Bom, agora vamos ao resultado mais importante: o alfa. Como já mencionei anteriormente, o alfa da regressão multilinear dos fundos mostra o quanto um dado fundo obteve de retorno que não pode ser explicado pelos 4 fatores de risco usados na regressão. Para ficar mais fácil entender, um alfa de 1,0% (positivo) indica que o fundo obteve um retorno médio mensal de 1,0% acima do esperado pelos 4 fatores usados na análise. Da mesma forma, um alfa de -0,5% indica uma performance de -0,5% abaixo do esperado pelos 4 fatores. Mas não é só isso, não basta o alfa ser positivo ou negativo, ele também deve ser estatisticamente diferente de 0 a um nível de confiança de 95% para que possamos dizer, com alguma certeza, que o resultado é válido. A Tabela II apresenta os resultados obtidos para os 1395 fundos analisados, nela apresento a quantidade de fundos com alfa maior e menor que zero, bem como a quantidade de fundos com alfa significativo (que é o que importa). 

Tabela II - Resumo dos alfas obtidos para os 1395 fundos (2017-2022)
FIRE Jovem - alfa dos fundos de gestão ativa de ações (2017-2022)


Vamos lá: primeiramente notem que cerca de metade dos fundos possuem alfa positivo (737) e metade alfa negativo (658), com uma ligeira vantagem para o alfa positivo (52,8% vs. 47,2% do total), no entanto isso nos diz muito pouco sobre a habilidade dos gestores, uma vez que o alfa pode ser muito pequeno (ex: 0,0001) e ainda assim ser positivo, apesar de ser indiferente de '0' quando levamos em conta o tamanho da amostra. É aqui que a coluna 'significativos' mostra sua importância. Dos 1395 fundos analisados obtive alfas relevantes para 137 deles (9,82% do total), sendo 89 com alfa negativo e apenas 48 (3,44%) com alfa positivo. Ou seja, dos 1395 fundos analisados, apenas 48 apresentaram retorno ajustado ao risco superior ao esperado pelo modelo de 4 fatores, isso quer dizer que, no período de 2017 a 2022, apenas 3 a cada 100 fundos de gestão ativa brasileiro conseguiram bater o mercado ajustado ao risco! Este é um forte indício de que a opção pela gestão ativa não é tão interessante quanto parece, uma vez que sua chance de bater o mercado ajustado ao risco escolhendo um fundo ao acaso está perto de 3 em 100.

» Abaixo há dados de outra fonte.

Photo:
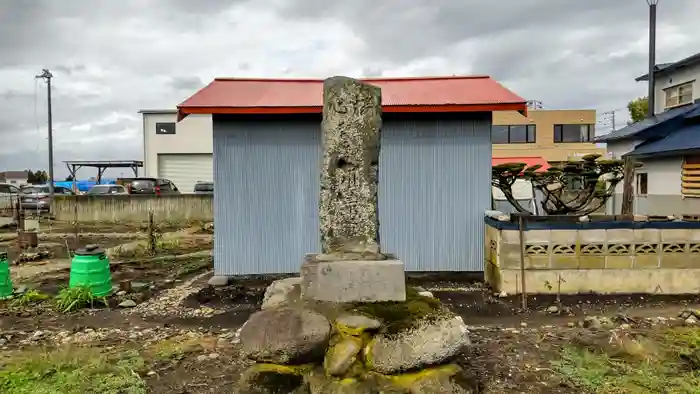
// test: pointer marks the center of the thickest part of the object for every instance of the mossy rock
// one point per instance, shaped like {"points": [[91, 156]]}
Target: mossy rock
{"points": [[400, 316], [274, 379]]}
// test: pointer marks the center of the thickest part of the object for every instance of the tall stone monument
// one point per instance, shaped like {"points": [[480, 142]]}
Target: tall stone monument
{"points": [[351, 266]]}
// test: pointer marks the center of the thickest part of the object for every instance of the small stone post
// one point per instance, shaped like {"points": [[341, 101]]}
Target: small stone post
{"points": [[351, 266]]}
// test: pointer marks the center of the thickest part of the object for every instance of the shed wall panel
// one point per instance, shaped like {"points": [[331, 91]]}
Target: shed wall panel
{"points": [[266, 176], [435, 185], [434, 189]]}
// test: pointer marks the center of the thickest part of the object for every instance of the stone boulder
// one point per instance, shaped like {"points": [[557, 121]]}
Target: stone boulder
{"points": [[285, 336], [282, 292], [431, 342], [342, 355], [273, 379]]}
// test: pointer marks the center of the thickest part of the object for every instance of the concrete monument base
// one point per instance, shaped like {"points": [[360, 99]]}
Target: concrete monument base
{"points": [[353, 280]]}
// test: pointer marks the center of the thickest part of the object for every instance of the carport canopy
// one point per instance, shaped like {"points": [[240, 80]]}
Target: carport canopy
{"points": [[101, 166]]}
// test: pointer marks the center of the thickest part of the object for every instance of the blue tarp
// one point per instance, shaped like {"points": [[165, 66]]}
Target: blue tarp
{"points": [[83, 186], [657, 126], [684, 139]]}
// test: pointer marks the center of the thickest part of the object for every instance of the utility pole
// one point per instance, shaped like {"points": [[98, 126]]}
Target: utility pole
{"points": [[610, 115], [46, 75], [652, 54]]}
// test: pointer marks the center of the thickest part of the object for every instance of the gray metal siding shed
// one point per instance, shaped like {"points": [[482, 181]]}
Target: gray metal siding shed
{"points": [[435, 182]]}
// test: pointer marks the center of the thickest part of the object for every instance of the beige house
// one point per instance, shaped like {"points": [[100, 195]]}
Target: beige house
{"points": [[554, 135], [179, 151]]}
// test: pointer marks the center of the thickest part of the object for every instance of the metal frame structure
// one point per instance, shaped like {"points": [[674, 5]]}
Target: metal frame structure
{"points": [[101, 166]]}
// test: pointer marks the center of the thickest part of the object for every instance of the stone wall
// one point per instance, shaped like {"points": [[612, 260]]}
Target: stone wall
{"points": [[603, 257], [133, 208]]}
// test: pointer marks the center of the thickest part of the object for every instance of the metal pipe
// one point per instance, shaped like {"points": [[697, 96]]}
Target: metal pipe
{"points": [[652, 57]]}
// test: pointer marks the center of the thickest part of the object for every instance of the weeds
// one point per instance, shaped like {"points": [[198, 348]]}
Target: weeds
{"points": [[72, 371], [73, 299], [29, 297], [657, 363]]}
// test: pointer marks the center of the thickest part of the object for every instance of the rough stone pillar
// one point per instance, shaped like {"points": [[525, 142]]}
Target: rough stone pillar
{"points": [[350, 170], [351, 267]]}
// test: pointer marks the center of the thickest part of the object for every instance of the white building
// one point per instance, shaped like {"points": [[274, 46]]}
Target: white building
{"points": [[667, 144], [179, 151]]}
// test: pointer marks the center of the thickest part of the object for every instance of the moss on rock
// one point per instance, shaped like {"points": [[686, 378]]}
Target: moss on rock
{"points": [[274, 379], [400, 316]]}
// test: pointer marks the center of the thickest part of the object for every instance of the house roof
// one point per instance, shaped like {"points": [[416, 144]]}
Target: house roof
{"points": [[14, 174], [287, 96], [685, 139], [669, 67], [528, 160], [651, 125]]}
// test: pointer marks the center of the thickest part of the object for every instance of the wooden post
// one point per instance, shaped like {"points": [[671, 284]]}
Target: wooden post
{"points": [[628, 189], [151, 234], [521, 223]]}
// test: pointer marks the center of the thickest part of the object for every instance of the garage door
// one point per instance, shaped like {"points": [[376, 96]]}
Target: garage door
{"points": [[186, 170]]}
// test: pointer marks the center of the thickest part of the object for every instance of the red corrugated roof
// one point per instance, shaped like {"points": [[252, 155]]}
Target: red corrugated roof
{"points": [[529, 160], [423, 94]]}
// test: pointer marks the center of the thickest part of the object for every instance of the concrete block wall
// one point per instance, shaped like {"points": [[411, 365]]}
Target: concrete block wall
{"points": [[133, 208], [591, 258]]}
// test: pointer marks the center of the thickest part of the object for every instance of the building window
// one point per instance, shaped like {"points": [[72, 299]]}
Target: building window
{"points": [[679, 95], [690, 176], [574, 133], [642, 182], [513, 134], [165, 128]]}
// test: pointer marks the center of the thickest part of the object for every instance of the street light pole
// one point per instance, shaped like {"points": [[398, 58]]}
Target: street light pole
{"points": [[46, 75], [652, 55]]}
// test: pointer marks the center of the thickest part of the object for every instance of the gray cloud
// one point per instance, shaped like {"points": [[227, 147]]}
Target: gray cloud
{"points": [[111, 59]]}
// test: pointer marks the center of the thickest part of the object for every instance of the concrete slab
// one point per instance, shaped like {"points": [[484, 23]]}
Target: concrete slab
{"points": [[308, 277], [354, 281]]}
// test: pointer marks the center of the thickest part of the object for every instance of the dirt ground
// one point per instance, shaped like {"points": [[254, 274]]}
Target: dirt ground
{"points": [[180, 337]]}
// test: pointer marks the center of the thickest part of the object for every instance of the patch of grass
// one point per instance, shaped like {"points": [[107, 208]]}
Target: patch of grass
{"points": [[175, 349], [72, 371], [193, 266], [661, 362], [73, 299], [29, 297]]}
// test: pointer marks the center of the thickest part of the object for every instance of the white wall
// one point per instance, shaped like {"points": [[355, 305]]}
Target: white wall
{"points": [[663, 176], [192, 135], [684, 74]]}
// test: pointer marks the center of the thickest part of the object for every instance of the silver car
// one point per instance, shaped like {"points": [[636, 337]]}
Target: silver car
{"points": [[38, 198], [104, 190]]}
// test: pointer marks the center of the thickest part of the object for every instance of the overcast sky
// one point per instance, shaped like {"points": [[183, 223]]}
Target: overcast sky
{"points": [[111, 58]]}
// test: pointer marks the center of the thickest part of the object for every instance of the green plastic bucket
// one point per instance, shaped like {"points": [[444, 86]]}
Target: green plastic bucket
{"points": [[90, 268], [5, 280]]}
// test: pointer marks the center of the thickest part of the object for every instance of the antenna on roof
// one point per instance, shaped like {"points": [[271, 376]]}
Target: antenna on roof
{"points": [[534, 104]]}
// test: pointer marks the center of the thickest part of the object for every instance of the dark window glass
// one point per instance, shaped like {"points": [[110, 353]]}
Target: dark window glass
{"points": [[642, 183], [518, 134], [513, 134], [499, 134], [165, 128], [531, 133], [204, 187], [574, 133]]}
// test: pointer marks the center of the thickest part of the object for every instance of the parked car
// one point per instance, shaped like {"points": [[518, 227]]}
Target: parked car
{"points": [[37, 197], [107, 190], [9, 194], [155, 186], [202, 187]]}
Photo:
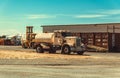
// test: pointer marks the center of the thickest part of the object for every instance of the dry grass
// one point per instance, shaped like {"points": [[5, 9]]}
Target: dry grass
{"points": [[6, 54]]}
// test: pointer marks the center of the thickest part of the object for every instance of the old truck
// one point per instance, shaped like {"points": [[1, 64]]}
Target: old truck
{"points": [[58, 40]]}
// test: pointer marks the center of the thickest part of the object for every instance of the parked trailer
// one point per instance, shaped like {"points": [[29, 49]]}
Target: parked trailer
{"points": [[52, 42]]}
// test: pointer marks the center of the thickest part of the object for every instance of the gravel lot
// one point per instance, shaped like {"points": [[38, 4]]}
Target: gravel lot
{"points": [[16, 62]]}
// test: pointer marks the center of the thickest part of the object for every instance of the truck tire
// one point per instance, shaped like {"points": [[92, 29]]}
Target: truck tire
{"points": [[32, 46], [39, 49], [65, 49], [52, 49], [24, 46], [80, 52]]}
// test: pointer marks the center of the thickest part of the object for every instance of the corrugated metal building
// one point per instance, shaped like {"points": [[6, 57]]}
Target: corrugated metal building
{"points": [[102, 35]]}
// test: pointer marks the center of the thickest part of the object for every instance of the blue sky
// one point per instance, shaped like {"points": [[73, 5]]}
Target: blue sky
{"points": [[15, 15]]}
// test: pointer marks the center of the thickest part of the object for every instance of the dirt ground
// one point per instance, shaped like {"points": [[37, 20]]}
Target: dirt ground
{"points": [[16, 62]]}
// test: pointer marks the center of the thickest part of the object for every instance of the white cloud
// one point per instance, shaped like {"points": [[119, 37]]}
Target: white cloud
{"points": [[89, 16], [40, 16]]}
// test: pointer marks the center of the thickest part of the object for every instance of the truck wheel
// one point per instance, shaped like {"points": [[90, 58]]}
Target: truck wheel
{"points": [[66, 49], [80, 52], [39, 49], [23, 46], [32, 46], [52, 50]]}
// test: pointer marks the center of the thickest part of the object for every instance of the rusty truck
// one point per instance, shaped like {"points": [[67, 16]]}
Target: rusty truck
{"points": [[58, 40]]}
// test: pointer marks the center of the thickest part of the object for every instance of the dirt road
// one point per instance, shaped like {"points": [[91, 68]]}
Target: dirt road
{"points": [[94, 71], [16, 62]]}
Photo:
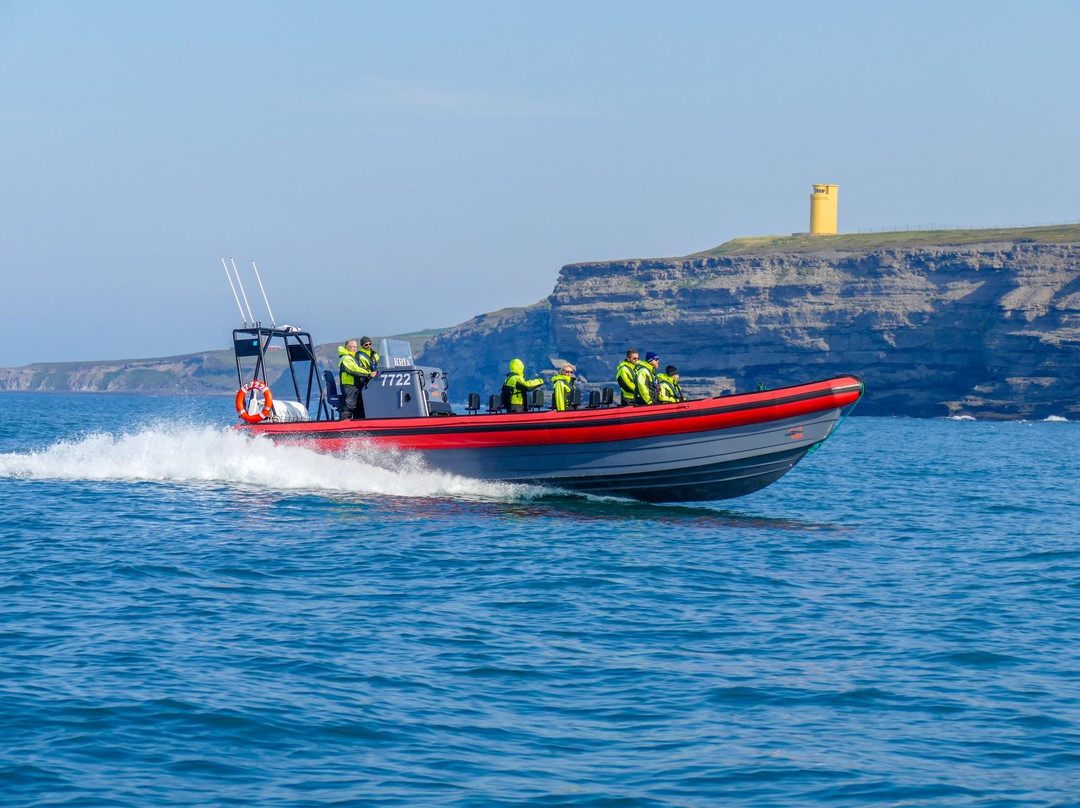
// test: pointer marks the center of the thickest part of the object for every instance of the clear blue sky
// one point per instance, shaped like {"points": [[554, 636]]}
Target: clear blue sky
{"points": [[402, 165]]}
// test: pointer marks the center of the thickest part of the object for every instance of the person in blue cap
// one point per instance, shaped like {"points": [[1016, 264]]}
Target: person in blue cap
{"points": [[645, 379]]}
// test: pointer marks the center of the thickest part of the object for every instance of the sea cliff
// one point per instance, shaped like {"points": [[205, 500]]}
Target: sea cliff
{"points": [[983, 323]]}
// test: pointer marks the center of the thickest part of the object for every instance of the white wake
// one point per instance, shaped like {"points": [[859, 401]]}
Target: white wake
{"points": [[171, 453]]}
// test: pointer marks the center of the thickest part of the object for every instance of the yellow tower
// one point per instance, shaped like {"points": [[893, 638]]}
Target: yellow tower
{"points": [[823, 210]]}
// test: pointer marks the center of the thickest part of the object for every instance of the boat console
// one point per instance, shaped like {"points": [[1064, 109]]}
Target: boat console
{"points": [[401, 389]]}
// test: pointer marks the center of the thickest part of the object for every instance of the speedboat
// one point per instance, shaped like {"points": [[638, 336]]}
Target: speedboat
{"points": [[692, 450]]}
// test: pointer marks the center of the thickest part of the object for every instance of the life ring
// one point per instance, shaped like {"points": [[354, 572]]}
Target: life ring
{"points": [[242, 401]]}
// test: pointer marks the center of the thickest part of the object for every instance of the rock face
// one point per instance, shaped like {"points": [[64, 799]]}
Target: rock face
{"points": [[989, 330], [982, 323]]}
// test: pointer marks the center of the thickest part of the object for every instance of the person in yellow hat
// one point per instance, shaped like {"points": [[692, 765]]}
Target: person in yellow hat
{"points": [[516, 386]]}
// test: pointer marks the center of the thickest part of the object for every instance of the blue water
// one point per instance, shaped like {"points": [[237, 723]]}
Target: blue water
{"points": [[190, 617]]}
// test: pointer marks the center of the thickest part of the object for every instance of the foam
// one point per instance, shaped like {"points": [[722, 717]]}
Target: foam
{"points": [[172, 453]]}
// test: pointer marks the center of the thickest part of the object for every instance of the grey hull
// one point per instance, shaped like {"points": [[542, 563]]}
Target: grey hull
{"points": [[705, 466]]}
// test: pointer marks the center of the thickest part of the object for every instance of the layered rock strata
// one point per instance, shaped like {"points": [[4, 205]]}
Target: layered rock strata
{"points": [[987, 330]]}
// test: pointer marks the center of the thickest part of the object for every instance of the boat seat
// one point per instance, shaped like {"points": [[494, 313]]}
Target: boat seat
{"points": [[333, 396]]}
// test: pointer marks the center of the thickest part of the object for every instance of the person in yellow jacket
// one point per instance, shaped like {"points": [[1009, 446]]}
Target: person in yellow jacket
{"points": [[645, 378], [564, 384], [667, 388], [625, 376], [516, 386], [354, 374]]}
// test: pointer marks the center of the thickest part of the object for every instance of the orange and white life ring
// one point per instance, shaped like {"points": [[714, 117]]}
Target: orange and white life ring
{"points": [[242, 402]]}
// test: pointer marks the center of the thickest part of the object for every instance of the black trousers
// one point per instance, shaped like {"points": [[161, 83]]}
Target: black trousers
{"points": [[351, 403]]}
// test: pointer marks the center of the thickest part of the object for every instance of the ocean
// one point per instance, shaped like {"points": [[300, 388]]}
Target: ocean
{"points": [[192, 617]]}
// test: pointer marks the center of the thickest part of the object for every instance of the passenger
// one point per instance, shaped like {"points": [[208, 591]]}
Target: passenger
{"points": [[350, 379], [564, 382], [645, 378], [368, 360], [667, 386], [625, 375], [515, 386]]}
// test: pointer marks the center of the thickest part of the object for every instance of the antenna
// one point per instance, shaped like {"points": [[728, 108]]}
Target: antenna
{"points": [[240, 283], [234, 295], [259, 279]]}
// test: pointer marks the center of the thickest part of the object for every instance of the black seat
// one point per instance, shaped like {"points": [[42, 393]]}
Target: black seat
{"points": [[333, 398]]}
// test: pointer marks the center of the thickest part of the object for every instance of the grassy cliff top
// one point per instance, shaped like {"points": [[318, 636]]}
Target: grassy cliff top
{"points": [[895, 240]]}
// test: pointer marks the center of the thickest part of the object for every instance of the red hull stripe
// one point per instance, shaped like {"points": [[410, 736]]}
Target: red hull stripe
{"points": [[595, 426]]}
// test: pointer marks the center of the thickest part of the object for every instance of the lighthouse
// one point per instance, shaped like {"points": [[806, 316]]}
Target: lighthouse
{"points": [[823, 210]]}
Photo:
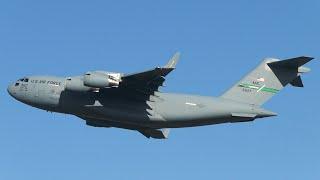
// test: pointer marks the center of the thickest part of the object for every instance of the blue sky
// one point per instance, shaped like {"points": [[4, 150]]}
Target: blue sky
{"points": [[220, 41]]}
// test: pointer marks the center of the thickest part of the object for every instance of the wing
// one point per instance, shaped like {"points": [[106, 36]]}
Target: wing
{"points": [[148, 82]]}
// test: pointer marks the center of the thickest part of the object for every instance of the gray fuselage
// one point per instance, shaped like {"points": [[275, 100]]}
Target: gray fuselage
{"points": [[108, 109]]}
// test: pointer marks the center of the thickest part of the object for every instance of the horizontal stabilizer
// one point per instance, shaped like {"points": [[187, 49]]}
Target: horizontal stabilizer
{"points": [[173, 61], [297, 82], [156, 133], [292, 63]]}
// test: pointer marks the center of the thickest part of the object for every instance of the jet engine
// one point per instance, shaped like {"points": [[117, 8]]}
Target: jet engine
{"points": [[99, 79], [76, 84]]}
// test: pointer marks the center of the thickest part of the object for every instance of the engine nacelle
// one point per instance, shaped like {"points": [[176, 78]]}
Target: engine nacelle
{"points": [[101, 79], [76, 84]]}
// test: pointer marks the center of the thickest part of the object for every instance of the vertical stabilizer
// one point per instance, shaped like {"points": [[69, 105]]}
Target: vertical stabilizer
{"points": [[268, 79]]}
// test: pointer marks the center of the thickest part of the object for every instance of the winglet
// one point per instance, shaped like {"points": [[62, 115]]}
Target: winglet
{"points": [[173, 61]]}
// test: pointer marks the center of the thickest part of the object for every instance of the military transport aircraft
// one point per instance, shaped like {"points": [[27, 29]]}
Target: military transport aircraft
{"points": [[133, 101]]}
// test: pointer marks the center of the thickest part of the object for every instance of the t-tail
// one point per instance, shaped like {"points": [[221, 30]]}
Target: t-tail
{"points": [[268, 79]]}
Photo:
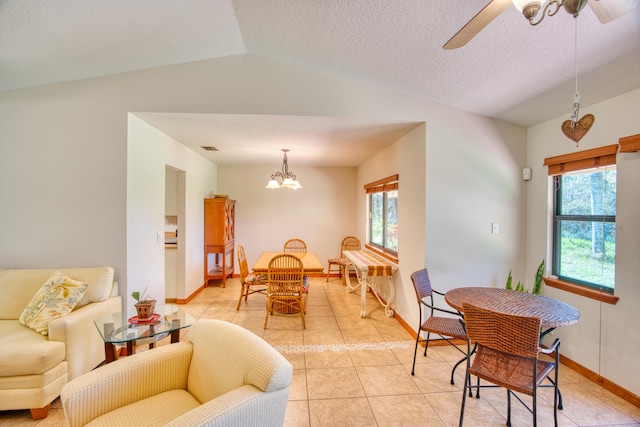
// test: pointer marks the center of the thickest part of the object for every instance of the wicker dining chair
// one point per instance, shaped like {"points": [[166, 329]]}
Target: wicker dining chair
{"points": [[446, 327], [349, 243], [507, 356], [251, 283], [285, 289], [295, 245]]}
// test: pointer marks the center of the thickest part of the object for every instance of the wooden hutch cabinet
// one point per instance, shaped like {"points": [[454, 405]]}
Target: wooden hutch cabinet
{"points": [[219, 239]]}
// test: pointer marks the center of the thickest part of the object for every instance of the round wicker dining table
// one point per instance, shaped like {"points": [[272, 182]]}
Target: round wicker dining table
{"points": [[552, 313]]}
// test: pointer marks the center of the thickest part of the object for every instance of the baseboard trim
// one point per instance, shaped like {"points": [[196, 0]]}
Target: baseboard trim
{"points": [[609, 385]]}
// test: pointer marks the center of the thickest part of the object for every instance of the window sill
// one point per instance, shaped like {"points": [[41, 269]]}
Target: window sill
{"points": [[581, 290], [383, 254]]}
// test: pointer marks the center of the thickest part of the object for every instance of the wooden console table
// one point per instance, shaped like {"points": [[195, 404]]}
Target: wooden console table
{"points": [[368, 268]]}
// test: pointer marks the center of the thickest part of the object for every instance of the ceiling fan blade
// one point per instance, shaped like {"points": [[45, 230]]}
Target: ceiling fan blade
{"points": [[477, 23], [608, 10]]}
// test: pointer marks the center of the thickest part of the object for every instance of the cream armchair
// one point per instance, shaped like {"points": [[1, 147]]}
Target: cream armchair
{"points": [[223, 375]]}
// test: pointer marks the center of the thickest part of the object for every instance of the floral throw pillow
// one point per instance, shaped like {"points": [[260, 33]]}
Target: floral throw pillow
{"points": [[56, 298]]}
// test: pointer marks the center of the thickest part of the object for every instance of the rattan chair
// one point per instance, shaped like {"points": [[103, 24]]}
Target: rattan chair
{"points": [[251, 283], [445, 327], [295, 245], [507, 356], [349, 243], [285, 292]]}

Surpreende também que a maior parte dos fundos com alfa significativo apresentaram um resultado negativo, ou seja, performaram pior do que o esperado. Dos 137 fundos com significância, 89 estiveram abaixo do esperado (6,38% do total). Como já foi abordado anteriormente na literatura, este é um resultado comum de se obtido e está ligado às altas de administração e performance cobrada pelos fundos, bem como altos custos de transação (investimento em ativos de baixa liquidez por exemplo), que não são previstas pelo modelo de 4 fatores e acabam jogando o retorno para baixo.

Vale ressaltar também que não necessariamente os 48 fundos com alfa positivo e significativo apresentam gestores mais competentes ou informados que o resto do mercado. Como veremos nas análises a seguir, o melhor desempenho pode estar relacionado a um período curto de análise e estar atrelado puramente à sorte.

Para analisar com mais profundidade os resultados, dividi os fundos em decis, sendo o primeiro decil composto pelos fundos com maiores alfas e o décimo decil composto pelo conjunto de fundos com os menores alfas. Cada decil contém, em média, 140 fundos. Fazendo isso, podemos tentar inferir quais características separam os fundos de melhor desempenho (primeiro e segundo decil) dos demais fundos, além de tentar compreender quais características influenciam os fundos de pior desempenho. A Tabela III a seguir traz as características médias de cada um dos decis.

Tabela III - Características amostrais dos decis divididos pelo alfa (do maior para o menor)
FIRE Jovem - características dos FIAs brasileiros por decil (taxa de adm, PL, etc...)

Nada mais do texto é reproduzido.